I only know of two solutions for RSS that put you completely in control. One is to use a planet feed system to build your own aggregation. I’m not even going to discuss this because it is ridiculous. The bar is so high to make it work. Purely insane.

The best solution I found is to run my own instance of Fever. Pay the one time software fee and I run it on my own server. It’s not that hard to run, but it requires some basic web server know-how.

I’ll make an offer right now. If I have a few friends that are stranded by Google for RSS services, I will happily create a Linode instance just for Fever installs. You buy a license, and I’ll set up the instance for you. We could easily run 10-20 Fever installs on a single web server. $5/month? Comment or email if your interested.

I’m left wondering if we’ve seen a forest fire. The forest was the RSS ecosystem, the fire was Google Reader. It’s blazed for years and burned down every tree in the forest. There are some birds flying around, those are the apps that use Google Reader as an API (which nearly all RSS readers built for your phone do, and was never really supported by Google). Now the fire has ended. The land is scorched and barren. Some folks have left, like me. They are running on their own infrastructure. All Mad Max. Maybe some new saplings will sprout in the charred landscape. I’m not sure how long that will take.

4 Comments

  1. Because of course payed services never shut down. Oh wait they do all the time because no-one is paying for them because there are plenty of free alternatives available.

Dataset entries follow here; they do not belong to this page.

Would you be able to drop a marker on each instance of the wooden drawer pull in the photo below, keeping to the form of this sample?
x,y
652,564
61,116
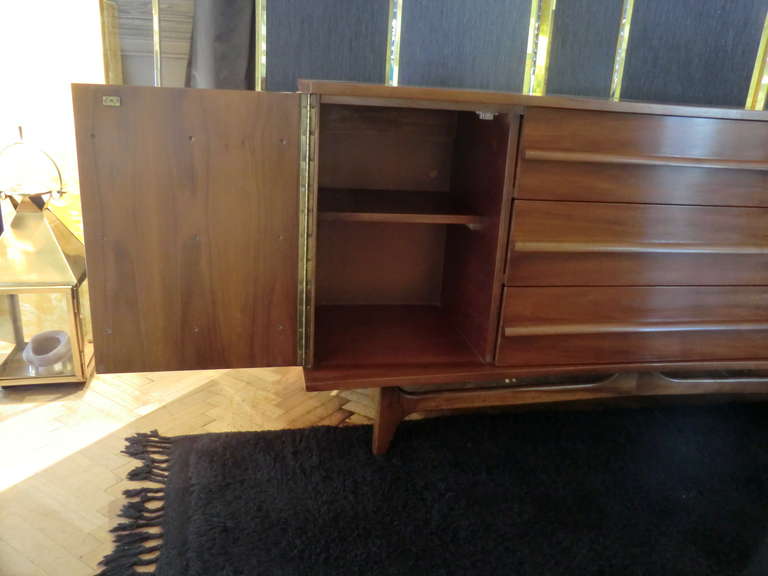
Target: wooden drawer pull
x,y
606,328
601,158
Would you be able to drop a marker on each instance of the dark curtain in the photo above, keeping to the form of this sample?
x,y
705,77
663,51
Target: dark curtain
x,y
326,40
583,47
693,51
222,49
455,43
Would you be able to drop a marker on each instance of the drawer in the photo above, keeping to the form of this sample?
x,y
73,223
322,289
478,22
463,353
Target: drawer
x,y
583,243
614,157
619,325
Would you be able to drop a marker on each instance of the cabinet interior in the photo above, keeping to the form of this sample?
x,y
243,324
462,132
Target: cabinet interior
x,y
407,245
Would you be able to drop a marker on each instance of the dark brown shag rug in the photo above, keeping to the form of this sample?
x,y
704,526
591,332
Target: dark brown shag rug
x,y
665,490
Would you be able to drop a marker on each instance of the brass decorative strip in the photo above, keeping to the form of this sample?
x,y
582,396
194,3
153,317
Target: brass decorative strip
x,y
393,41
156,47
758,87
311,255
301,291
260,45
530,51
622,42
539,43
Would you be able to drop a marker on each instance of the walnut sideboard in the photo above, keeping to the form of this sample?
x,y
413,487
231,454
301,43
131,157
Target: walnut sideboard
x,y
504,247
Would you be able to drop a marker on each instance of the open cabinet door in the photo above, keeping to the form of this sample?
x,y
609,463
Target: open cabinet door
x,y
191,212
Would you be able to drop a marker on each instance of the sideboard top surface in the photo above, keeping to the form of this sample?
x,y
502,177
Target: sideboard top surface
x,y
347,92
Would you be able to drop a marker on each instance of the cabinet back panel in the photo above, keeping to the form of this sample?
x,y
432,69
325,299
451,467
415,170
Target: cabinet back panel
x,y
385,148
483,171
379,263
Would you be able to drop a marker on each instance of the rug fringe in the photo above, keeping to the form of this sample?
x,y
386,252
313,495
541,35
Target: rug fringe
x,y
133,543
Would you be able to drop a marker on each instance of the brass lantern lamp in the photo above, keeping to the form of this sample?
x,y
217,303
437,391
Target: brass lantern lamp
x,y
45,334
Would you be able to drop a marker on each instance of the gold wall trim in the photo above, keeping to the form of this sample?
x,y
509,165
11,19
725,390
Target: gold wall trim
x,y
538,48
110,38
622,41
393,41
157,52
758,87
260,45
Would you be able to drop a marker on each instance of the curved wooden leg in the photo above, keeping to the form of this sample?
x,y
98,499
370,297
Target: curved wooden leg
x,y
389,413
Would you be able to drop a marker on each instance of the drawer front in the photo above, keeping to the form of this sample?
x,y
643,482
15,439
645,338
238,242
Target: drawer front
x,y
583,243
644,136
617,325
613,157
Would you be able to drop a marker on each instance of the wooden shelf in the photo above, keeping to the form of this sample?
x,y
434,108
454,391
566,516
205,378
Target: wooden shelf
x,y
406,207
365,336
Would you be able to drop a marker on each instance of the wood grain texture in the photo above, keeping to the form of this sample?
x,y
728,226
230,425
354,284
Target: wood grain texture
x,y
190,204
643,160
610,227
376,94
359,336
405,206
483,173
599,325
594,182
580,131
487,375
385,148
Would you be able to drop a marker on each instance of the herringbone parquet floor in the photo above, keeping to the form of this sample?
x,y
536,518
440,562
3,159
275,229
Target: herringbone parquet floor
x,y
61,471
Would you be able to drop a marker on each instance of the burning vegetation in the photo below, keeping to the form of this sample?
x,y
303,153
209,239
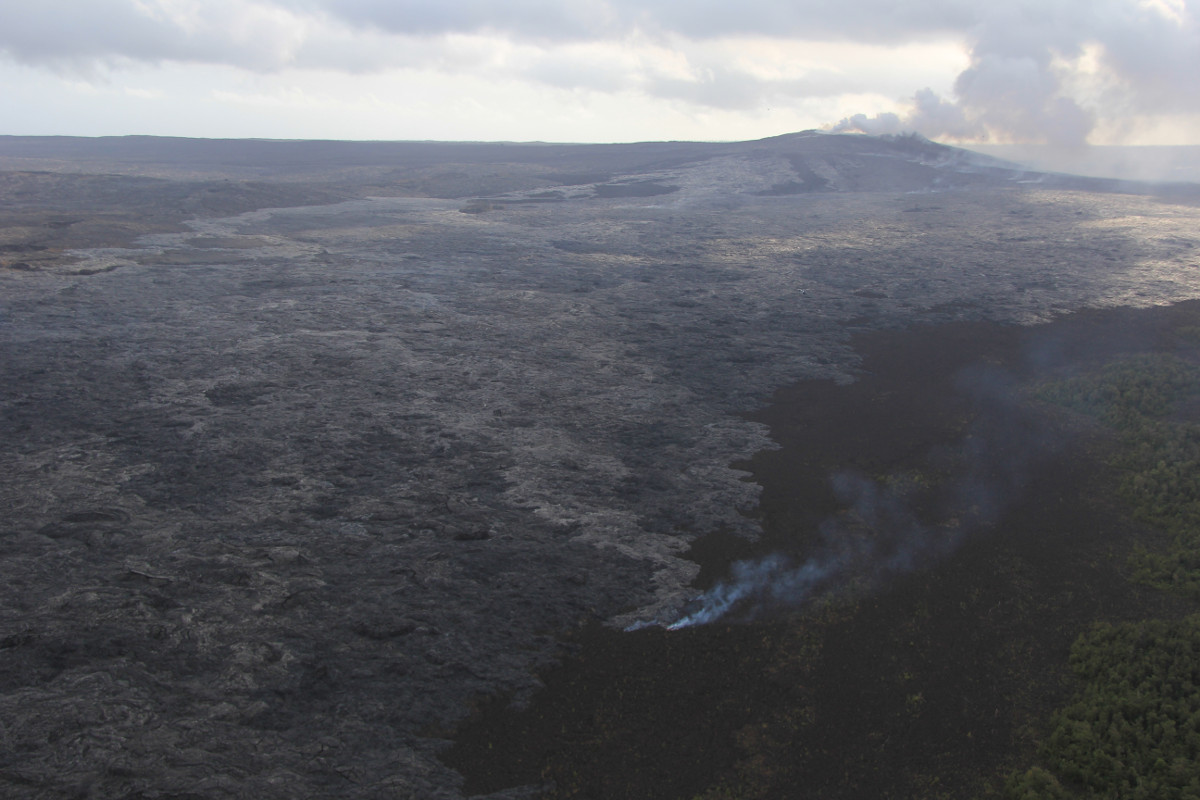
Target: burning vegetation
x,y
1050,654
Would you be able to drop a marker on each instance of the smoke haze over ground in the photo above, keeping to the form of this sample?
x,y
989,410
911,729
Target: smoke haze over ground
x,y
898,524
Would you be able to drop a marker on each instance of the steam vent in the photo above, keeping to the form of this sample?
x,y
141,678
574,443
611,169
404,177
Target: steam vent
x,y
813,467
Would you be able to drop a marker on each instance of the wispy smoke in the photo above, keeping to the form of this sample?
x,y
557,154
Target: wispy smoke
x,y
880,534
1048,73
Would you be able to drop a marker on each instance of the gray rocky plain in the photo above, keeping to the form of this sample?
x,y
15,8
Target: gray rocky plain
x,y
306,446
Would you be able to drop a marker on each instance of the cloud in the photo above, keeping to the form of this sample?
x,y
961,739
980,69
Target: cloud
x,y
1036,71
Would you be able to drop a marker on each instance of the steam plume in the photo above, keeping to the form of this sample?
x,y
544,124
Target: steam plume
x,y
880,535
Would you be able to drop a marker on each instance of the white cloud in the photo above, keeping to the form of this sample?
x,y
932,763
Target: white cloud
x,y
1021,70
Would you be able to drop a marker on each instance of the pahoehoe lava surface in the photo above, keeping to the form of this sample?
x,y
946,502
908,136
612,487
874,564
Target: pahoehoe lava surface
x,y
285,491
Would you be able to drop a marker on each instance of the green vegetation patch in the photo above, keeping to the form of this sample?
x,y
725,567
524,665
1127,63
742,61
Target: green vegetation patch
x,y
1134,728
1140,398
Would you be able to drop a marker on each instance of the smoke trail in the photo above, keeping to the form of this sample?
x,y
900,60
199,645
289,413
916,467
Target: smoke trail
x,y
876,537
880,534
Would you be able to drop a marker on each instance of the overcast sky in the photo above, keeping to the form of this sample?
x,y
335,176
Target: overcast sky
x,y
1054,71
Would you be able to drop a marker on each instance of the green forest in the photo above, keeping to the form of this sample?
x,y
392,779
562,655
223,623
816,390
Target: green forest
x,y
1133,728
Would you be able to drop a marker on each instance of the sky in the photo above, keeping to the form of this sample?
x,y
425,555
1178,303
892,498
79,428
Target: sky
x,y
1057,72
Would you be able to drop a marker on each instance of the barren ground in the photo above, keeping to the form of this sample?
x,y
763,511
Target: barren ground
x,y
304,451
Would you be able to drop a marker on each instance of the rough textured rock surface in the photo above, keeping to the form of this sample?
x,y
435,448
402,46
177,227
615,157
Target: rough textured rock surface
x,y
286,491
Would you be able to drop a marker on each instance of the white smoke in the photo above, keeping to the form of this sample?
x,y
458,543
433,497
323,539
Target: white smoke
x,y
880,534
1051,73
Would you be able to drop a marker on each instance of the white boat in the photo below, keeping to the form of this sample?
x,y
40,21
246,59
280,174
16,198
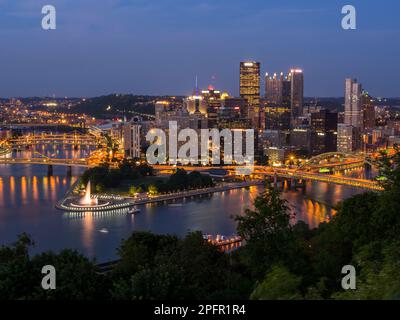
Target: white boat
x,y
133,210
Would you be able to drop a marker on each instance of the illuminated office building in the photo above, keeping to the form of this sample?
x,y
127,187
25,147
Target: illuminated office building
x,y
296,78
323,132
277,90
352,111
250,89
368,111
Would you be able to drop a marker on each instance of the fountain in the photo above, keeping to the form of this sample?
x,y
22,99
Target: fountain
x,y
87,198
90,203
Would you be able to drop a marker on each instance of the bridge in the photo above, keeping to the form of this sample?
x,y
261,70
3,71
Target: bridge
x,y
83,163
262,172
293,175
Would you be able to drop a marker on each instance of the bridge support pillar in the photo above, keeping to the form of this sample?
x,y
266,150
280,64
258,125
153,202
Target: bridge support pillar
x,y
69,171
50,170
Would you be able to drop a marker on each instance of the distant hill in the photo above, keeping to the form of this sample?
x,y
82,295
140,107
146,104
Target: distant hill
x,y
115,104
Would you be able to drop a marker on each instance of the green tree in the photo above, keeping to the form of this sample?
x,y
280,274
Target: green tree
x,y
279,284
267,231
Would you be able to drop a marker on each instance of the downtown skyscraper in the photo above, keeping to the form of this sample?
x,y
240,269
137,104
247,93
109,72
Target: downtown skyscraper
x,y
297,92
349,133
352,109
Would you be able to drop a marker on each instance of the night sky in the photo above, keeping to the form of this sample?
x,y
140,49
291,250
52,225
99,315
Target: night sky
x,y
157,47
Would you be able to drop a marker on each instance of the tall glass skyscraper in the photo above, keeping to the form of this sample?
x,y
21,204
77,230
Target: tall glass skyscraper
x,y
250,82
352,110
297,92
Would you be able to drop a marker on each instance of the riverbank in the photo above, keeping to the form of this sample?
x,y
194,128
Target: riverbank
x,y
196,192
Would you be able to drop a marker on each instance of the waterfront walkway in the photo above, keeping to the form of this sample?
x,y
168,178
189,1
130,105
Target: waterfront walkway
x,y
197,192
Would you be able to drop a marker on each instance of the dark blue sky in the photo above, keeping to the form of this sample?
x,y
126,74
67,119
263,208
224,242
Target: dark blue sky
x,y
158,46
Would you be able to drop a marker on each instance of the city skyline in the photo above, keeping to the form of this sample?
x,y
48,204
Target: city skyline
x,y
124,46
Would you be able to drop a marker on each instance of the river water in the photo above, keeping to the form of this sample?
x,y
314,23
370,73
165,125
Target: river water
x,y
28,196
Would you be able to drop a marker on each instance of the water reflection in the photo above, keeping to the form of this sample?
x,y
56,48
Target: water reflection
x,y
28,196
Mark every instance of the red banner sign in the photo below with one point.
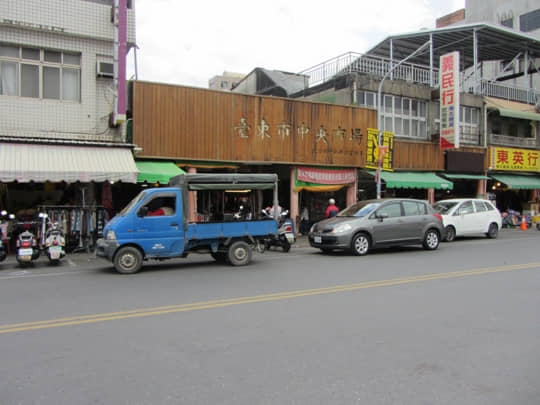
(326, 176)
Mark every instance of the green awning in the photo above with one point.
(519, 182)
(415, 180)
(524, 115)
(466, 176)
(156, 172)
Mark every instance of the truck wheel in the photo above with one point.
(239, 253)
(128, 260)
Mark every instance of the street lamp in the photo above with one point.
(379, 115)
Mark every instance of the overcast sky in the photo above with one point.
(188, 42)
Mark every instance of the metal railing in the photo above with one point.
(352, 62)
(505, 140)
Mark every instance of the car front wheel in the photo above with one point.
(493, 231)
(431, 240)
(450, 233)
(360, 244)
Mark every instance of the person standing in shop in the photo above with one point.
(332, 209)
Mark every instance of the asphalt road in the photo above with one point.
(460, 325)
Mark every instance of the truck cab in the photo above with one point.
(154, 225)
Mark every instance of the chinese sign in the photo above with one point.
(384, 152)
(515, 159)
(326, 176)
(285, 130)
(449, 88)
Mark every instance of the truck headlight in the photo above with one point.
(342, 228)
(111, 235)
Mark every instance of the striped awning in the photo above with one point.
(70, 163)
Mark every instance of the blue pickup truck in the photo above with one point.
(137, 233)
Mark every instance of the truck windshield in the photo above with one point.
(132, 203)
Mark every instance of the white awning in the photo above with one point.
(70, 163)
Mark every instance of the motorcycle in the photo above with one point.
(55, 243)
(285, 236)
(27, 247)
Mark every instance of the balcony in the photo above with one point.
(422, 75)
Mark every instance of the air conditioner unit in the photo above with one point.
(105, 69)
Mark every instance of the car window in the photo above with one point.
(489, 206)
(444, 207)
(393, 210)
(360, 209)
(465, 208)
(479, 206)
(414, 208)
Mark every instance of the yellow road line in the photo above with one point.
(136, 313)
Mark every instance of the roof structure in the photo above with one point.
(493, 43)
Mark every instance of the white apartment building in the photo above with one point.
(56, 71)
(59, 144)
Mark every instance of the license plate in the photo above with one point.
(25, 252)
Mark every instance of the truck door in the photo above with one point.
(158, 225)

  2. Since I’m ‘just’ starting the hunt for solutions to replace Google Reader, I really appreciate the pointer to Fever. I’m going to attempt an install on my own server, but if it isn’t optimal I’d be interested in a shared Linode instance. Good post and great offer, BTW.

  3. I heart me some FeedReader. I have a Windows 7 shell on my Linux and at the desktop level I use FeedReader (though they have a stand alone for Linux). They have been around since 2001, they have consistently delivered me a quality RSS reading experience, and they are one of the few out there who have figured out how to make “FREE” work. Maybe I’ll be eating my shoe when they fold in two months, but after 12 years I’ll continue taking my chances with them. http://www.feedreader.com

  4. I doubt cost was the reason that Google shut down reader. It seemed more like strategy: Moving toward Google+.